C’est dans l’industrie des services financiers où l’on a le plus gros échantillon – Bradley Smith 

Le traitement d’Haleo a permis de faire disparaître les symptômes d’insomnie cliniquement significatifs chez 94 % des employés souffrant d’insomnie chronique de modérée à sévère, révèle son rapport intitulé Le manque de sommeil dans l’industrie de la finance. Les données figurant au rapport ont été recueillies en mars 2024.  

Nombre important d’utilisateurs 

Bradley Smith

En entrevue avec le Portail de l’assurance, le chef de la direction et fondateur d’Haleo, Bradley Smith, a justifié son choix du secteur financier pour créer ce rapport : « C’est dans l’industrie des services financiers où l’on a le plus gros échantillon. » 

M. Smith a aussi voulu montrer qu’il est possible de traiter un grand nombre de personnes et d’obtenir des résultats cliniques probants.

« Sur les plus de 78 000 employés, environ 20 % ont complété un dépistage », mentionne-t-il. Le fondateur d’Haleo souligne que ces gens ont demandé un dépistage de leur propre chef. « Il est rare de voir autant de personnes embarquer dans une thérapie pour traiter une maladie chronique », ajoute-t-il.  

Pas une sinécure 

La thérapie cognitivo-comportementale virtuelle destinée au traitement de l’insomnie « n’est pas une pilule », prévient Bradley Smith.

Un somnifère n’aide pas les gens à régler leur problème d’insomnie - Bradley Smith  

« C’est du travail. Vous devez vous engager envers un horaire réglementé par le professionnel. On vous demandera de vous coucher et de vous lever quotidiennement à une certaine heure, pendant plusieurs semaines », explique-t-il. 

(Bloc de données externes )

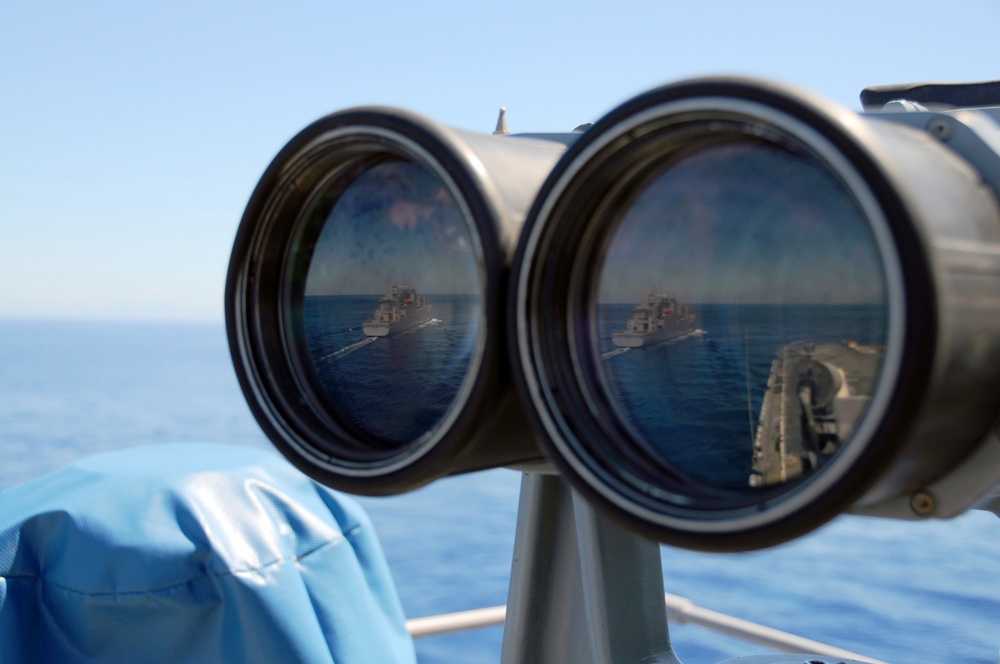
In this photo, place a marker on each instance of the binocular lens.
(392, 303)
(740, 314)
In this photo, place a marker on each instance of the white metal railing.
(679, 610)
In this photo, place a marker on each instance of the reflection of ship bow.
(399, 310)
(658, 319)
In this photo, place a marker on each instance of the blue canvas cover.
(192, 553)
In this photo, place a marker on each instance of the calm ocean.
(898, 591)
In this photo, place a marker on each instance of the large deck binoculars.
(727, 312)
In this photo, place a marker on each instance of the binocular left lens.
(364, 299)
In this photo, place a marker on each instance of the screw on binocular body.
(940, 127)
(922, 503)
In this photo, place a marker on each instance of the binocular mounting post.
(583, 590)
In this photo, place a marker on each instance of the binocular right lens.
(732, 304)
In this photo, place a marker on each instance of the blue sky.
(131, 136)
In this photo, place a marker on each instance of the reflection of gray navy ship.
(657, 319)
(399, 309)
(815, 396)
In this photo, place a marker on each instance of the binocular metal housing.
(727, 312)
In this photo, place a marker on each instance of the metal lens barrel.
(733, 316)
(363, 299)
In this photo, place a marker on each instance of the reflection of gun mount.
(815, 396)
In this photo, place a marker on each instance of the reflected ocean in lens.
(687, 397)
(398, 386)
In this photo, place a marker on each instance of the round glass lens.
(393, 306)
(741, 315)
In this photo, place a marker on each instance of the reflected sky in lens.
(744, 223)
(397, 222)
(741, 315)
(392, 308)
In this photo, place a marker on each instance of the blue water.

 « Un somnifère n’aide pas les gens à régler leur problème d’insomnie, poursuit M. Smith. Il les aide à surmonter des phases difficiles. Ils vivent en permanence avec cette insomnie qui nuit à leur santé mentale et physique, et aussi à leur productivité en entreprise. Pour l’entreprise, l’insomnie augmente le risque d’invalidité, les coûts de remplacer le travailleur et celui des médicaments. Elle augmente aussi les risques d’accident sur les lieux de travail. » 

Fondé en 2015, Haleo n’est pas le seul fournisseur de traitement de l’insomnie. Par exemple, TELUS Santé est le fournisseur d’une thérapie cognitivo-comportementale virtuelle contre l’insomnie dans les régimes collectifs de Beneva, a indiqué Brigitte Marcoux. 

M. Smith dit être actif auprès d’autres assureurs en collectif, et aussi directement auprès des entreprises. En 2017, Haleo déniche sa première entreprise cliente : Desjardins Sécurité financière a commencé à offrir sa solution à ses employés. Les services d’Haleo sont devenus disponible aux États-Unis en 2021. L’entreprise de Bradley Smith a conclu un partenariat avec Green Shield Canada en 2022.